There wasn't a single dot ball, it was the fastest T10 half-century, the format's highest score and the most sixes in a single innings. Shahzad breathed life into the opening night of the new T10 League season with an audience desperately in need of vitality. It had just borne witness to a sluggish start to the tournament that undermines the very essence of T10's modus operandi.
There was lethargy early on, a small crowd taking in proceedings but far from engaged and in need of a pickup. Shahzad well and truly delivered the lift, encapsulating everything T10 aims to be as he blasted a whirlwind knock that peppered the boundary. His innings was just what the doctor ordered as a sleepy Sharjah were invigorated by the Shahzad tonic; inspiring Rajputs into chasing down Sindhi's total of 94 in just four overs and all ten wickets intact.

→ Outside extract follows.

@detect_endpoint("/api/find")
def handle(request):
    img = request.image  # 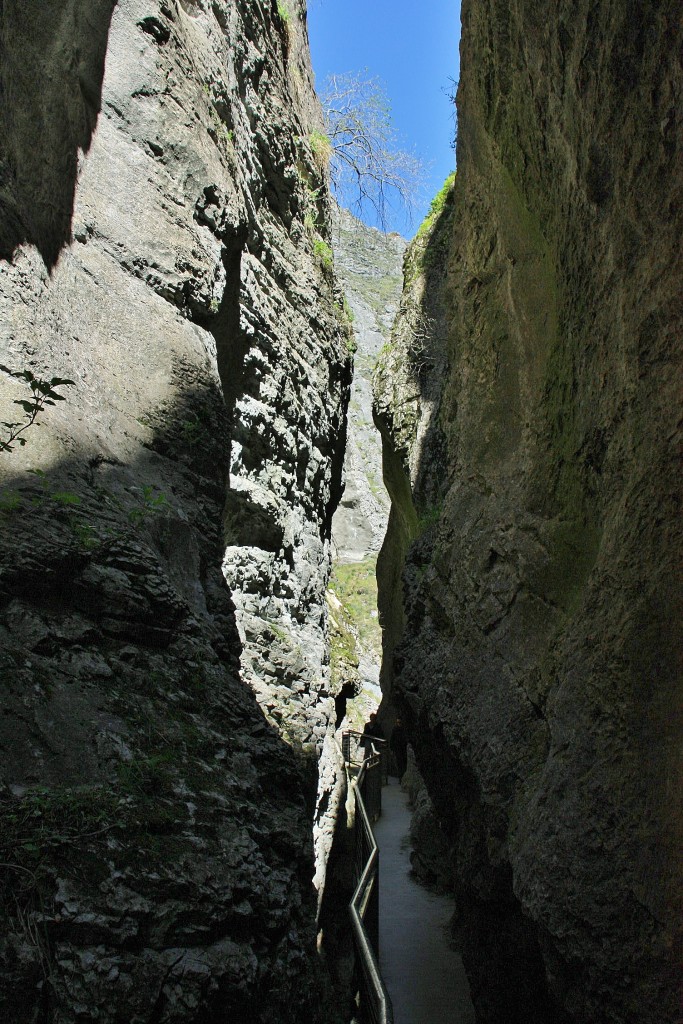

It was with such majesty that Shahzad dispatched the bowling attack that captain Brendon McCullum was reduced to the role of junior doctor, with a knock of 21 off eight balls. His knock was something to savour, to bottle up and take in small doses at risk of sending your body into a spasm.
The dizzying side effects resulted in far greater rapture in the stands for the second game, with the likes of Chris Gayle and Shahid Afridi on hand to maintain the buzz as Pakhtoons set Kerala Knights 110 to win from their ten overs.
And Shahzad is not the only chemist on the circuit, there are two fine alternatives in the form of Paul Sterling (40 off 14 balls) and Eoin Morgan (46* off 20). After Gayle departed, they kept the party going with some potent medication of their own as Kerala Knights got their title defence up and running with an eight-wicket win.
But it was Shahzad who stole the show on a night two sets of bowlers were left feeling dizzy. The onus is now on them to discover an antidote.